Re: [RFC PATCH] bpf: Add helpers to read useful task_struct members
From: Alexei Starovoitov
Date: Sat Nov 04 2017 - 05:35:15 EST
On 11/3/17 3:58 PM, Sandipan Das wrote:
For added security, the layout of some structures can be
randomized by enabling CONFIG_GCC_PLUGIN_RANDSTRUCT. One
such structure is task_struct. To build BPF programs, we
use Clang which does not support this feature. So, if we
attempt to read a field of a structure with a randomized
layout within a BPF program, we do not get the expected
value because of incorrect offsets. To observe this, it
is not mandatory to have CONFIG_GCC_PLUGIN_RANDSTRUCT
enabled because the structure annotations/members added
for this purpose are enough to cause this. So, all kernel
builds are affected.
For example, considering samples/bpf/offwaketime_kern.c,
if we try to print the values of pid and comm inside the
task_struct passed to waker() by adding the following
lines of code at the appropriate place
char fmt[] = "waker(): p->pid = %u, p->comm = %s\n";
bpf_trace_printk(fmt, sizeof(fmt), _(p->pid), _(p->comm));
it is seen that upon rebuilding and running this sample
followed by inspecting /sys/kernel/debug/tracing/trace,
the output looks like the following
_-----=> irqs-off
/ _----=> need-resched
| / _---=> hardirq/softirq
|| / _--=> preempt-depth
||| / delay
TASK-PID CPU# |||| TIMESTAMP FUNCTION
| | | |||| | |
<idle>-0 [007] d.s. 1883.443594: 0x00000001: waker(): p->pid = 0, p->comm =
<idle>-0 [018] d.s. 1883.453588: 0x00000001: waker(): p->pid = 0, p->comm =
<idle>-0 [007] d.s. 1883.463584: 0x00000001: waker(): p->pid = 0, p->comm =
<idle>-0 [009] d.s. 1883.483586: 0x00000001: waker(): p->pid = 0, p->comm =
<idle>-0 [005] d.s. 1883.493583: 0x00000001: waker(): p->pid = 0, p->comm =
<idle>-0 [009] d.s. 1883.503583: 0x00000001: waker(): p->pid = 0, p->comm =
<idle>-0 [018] d.s. 1883.513578: 0x00000001: waker(): p->pid = 0, p->comm =
systemd-journal-3140 [003] d... 1883.627660: 0x00000001: waker(): p->pid = 0, p->comm =
systemd-journal-3140 [003] d... 1883.627704: 0x00000001: waker(): p->pid = 0, p->comm =
systemd-journal-3140 [003] d... 1883.627723: 0x00000001: waker(): p->pid = 0, p->comm =
To avoid this, we add new BPF helpers that read the
correct values for some of the important task_struct
members such as pid, tgid, comm and flags which are
extensively used in BPF-based analysis tools such as
bcc. Since these helpers are built with GCC, they use
the correct offsets when referencing a member.

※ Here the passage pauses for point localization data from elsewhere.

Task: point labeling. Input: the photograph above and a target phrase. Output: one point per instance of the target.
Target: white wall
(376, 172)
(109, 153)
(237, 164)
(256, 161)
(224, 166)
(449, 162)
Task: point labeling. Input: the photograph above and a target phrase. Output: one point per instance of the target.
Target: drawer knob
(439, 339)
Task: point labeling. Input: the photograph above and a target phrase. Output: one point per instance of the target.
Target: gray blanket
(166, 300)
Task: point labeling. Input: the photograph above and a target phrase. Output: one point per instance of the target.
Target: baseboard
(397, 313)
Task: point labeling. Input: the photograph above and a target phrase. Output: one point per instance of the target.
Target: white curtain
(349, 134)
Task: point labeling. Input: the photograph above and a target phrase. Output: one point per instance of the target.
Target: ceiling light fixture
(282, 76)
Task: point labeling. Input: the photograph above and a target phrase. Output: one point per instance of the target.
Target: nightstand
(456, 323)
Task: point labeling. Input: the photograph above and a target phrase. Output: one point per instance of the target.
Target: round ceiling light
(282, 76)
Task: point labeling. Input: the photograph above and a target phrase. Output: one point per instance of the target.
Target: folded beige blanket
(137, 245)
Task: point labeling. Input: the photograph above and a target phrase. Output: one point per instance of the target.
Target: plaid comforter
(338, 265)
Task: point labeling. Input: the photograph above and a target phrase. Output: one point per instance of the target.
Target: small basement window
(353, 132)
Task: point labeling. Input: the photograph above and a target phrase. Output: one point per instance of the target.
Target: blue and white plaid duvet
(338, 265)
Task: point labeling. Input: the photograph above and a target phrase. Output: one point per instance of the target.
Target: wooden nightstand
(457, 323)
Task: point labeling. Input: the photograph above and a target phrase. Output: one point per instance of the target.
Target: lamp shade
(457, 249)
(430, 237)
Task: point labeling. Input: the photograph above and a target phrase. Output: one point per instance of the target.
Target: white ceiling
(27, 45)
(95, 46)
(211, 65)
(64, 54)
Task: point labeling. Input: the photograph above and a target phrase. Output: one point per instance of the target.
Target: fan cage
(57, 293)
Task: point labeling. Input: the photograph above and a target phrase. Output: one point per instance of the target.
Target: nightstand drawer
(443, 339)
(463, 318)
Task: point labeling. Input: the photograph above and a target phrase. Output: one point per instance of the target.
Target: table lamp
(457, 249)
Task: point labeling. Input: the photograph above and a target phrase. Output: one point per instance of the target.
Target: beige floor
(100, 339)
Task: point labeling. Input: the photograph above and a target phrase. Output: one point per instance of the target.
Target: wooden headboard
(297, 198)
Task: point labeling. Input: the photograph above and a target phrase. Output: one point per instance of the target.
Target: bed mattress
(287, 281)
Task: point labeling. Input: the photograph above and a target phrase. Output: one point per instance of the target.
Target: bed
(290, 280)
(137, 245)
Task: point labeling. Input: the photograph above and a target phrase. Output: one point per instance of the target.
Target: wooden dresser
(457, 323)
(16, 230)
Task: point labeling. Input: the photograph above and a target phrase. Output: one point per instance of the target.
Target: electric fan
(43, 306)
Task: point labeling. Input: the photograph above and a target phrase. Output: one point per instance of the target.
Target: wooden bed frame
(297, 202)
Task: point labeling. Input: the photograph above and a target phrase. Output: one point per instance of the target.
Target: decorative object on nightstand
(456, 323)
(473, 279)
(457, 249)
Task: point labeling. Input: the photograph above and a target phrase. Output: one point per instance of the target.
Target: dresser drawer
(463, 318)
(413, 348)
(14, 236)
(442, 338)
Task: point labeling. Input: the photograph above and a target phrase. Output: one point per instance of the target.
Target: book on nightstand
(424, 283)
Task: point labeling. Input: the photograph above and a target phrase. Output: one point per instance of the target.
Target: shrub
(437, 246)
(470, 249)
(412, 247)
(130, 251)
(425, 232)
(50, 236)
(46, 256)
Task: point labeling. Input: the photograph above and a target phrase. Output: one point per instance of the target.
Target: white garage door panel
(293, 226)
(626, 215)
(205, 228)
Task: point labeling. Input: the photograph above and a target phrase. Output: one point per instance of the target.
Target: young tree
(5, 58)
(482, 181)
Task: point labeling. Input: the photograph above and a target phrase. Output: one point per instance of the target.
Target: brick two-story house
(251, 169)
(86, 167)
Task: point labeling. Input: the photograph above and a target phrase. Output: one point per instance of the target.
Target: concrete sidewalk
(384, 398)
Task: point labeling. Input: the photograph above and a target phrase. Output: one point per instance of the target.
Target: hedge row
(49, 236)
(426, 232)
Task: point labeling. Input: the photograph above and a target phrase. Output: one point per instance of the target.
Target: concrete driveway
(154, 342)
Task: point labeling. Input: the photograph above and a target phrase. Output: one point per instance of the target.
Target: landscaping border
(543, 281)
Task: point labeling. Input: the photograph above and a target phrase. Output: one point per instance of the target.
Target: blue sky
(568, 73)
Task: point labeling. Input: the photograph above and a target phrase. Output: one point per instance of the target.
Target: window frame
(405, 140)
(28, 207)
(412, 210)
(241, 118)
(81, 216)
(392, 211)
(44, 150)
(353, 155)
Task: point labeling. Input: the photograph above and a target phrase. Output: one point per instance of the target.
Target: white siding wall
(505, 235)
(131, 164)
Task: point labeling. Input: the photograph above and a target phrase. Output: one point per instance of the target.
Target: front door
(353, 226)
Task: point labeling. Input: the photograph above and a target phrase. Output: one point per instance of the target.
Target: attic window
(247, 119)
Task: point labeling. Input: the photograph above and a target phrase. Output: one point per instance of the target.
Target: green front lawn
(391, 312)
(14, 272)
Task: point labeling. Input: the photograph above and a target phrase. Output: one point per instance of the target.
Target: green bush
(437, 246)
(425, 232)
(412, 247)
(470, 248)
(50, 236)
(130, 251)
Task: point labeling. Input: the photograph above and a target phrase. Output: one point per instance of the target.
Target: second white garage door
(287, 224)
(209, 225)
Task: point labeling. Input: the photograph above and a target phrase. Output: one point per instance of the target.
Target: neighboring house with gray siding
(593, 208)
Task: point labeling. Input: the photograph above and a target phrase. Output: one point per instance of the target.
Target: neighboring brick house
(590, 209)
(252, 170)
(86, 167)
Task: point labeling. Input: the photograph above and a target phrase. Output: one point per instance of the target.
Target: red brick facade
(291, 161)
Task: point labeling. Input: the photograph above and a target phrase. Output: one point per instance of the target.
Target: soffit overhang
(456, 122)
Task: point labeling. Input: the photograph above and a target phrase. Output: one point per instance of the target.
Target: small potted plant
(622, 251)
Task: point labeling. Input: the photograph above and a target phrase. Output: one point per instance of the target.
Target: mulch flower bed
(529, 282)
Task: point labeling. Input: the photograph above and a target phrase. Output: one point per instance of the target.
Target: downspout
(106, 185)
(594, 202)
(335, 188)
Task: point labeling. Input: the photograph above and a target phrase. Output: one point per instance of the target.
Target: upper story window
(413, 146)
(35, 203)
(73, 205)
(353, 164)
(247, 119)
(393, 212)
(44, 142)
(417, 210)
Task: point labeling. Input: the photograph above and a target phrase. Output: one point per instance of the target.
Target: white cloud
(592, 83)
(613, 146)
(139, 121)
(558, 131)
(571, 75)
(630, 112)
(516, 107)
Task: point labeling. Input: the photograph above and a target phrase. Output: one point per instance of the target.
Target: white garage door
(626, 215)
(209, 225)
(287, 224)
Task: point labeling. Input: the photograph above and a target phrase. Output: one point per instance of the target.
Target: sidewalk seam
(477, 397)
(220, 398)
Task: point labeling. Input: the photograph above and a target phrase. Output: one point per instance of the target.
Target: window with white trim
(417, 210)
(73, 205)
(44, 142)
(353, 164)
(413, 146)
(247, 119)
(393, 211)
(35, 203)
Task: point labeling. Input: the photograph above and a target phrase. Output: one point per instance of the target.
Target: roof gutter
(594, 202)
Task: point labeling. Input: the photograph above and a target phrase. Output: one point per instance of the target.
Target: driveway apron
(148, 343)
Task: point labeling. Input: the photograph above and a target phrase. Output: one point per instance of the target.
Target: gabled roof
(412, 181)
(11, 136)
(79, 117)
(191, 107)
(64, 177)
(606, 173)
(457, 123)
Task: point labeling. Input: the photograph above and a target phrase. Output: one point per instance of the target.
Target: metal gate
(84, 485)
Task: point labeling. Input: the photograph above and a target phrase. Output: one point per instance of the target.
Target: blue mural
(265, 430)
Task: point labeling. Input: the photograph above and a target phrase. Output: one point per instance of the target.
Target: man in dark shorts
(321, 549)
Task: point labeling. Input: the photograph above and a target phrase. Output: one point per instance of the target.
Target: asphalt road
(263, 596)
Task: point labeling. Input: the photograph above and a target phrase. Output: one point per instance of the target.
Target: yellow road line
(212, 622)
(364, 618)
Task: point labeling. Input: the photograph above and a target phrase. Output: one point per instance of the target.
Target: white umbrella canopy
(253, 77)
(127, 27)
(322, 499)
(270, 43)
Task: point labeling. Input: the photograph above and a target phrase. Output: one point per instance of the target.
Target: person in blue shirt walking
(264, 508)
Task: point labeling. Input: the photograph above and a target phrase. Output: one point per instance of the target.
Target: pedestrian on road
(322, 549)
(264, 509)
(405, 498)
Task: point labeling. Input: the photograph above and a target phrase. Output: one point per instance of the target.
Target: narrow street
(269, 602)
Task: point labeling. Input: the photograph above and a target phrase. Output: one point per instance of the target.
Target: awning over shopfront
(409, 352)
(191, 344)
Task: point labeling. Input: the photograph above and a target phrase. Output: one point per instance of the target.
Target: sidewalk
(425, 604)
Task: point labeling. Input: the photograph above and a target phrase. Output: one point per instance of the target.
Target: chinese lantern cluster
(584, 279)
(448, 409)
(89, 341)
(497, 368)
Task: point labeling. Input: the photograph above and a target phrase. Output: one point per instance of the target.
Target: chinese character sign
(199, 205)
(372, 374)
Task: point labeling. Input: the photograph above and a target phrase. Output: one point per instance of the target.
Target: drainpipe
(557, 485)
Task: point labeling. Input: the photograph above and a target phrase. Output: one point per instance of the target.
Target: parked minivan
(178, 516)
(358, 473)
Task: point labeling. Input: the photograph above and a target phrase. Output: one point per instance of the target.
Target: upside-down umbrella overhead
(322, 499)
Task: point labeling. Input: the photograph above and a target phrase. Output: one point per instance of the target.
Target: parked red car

Signed-off-by: Sandipan Das <sandipan@xxxxxxxxxxxxxxxxxx>
...
diff --git a/include/uapi/linux/bpf.h b/include/uapi/linux/bpf.h
index f90860d1f897..324508d27bd2 100644
--- a/include/uapi/linux/bpf.h
+++ b/include/uapi/linux/bpf.h
@@ -338,6 +338,16 @@ union bpf_attr {
* @skb: pointer to skb
* Return: classid if != 0
*
+ * u64 bpf_get_task_pid_tgid(struct task_struct *task)
+ * Return: task->tgid << 32 | task->pid
+ *
+ * int bpf_get_task_comm(struct task_struct *task)
+ * Stores task->comm into buf
+ * Return: 0 on success or negative error
+ *
+ * u32 bpf_get_task_flags(struct task_struct *task)
+ * Return: task->flags
+ *
I don't think it's a solution.
Tracing scripts read other fields too.
Making it work for these 3 fields is a drop in a bucket.
If randomization is used I think we have to accept
that existing bpf scripts won't be usable.
Long term solution is to support 'BPF Type Format' or BTF
(which is old C-Type Format) for kernel data structures,
so bcc scripts wouldn't need to use kernel headers and clang.
The proper offsets will be described in BTF.
We were planning to use it initially to describe map key/value,
but it applies for this case as well.
There will be a tool that will take dwarf from vmlinux and
compress it into BTF. Kernel will also be able to verify
that BTF is a valid BTF.
I'm assuming that gcc randomization plugin produces dwarf
with correct offsets, if not, it would have to be fixed.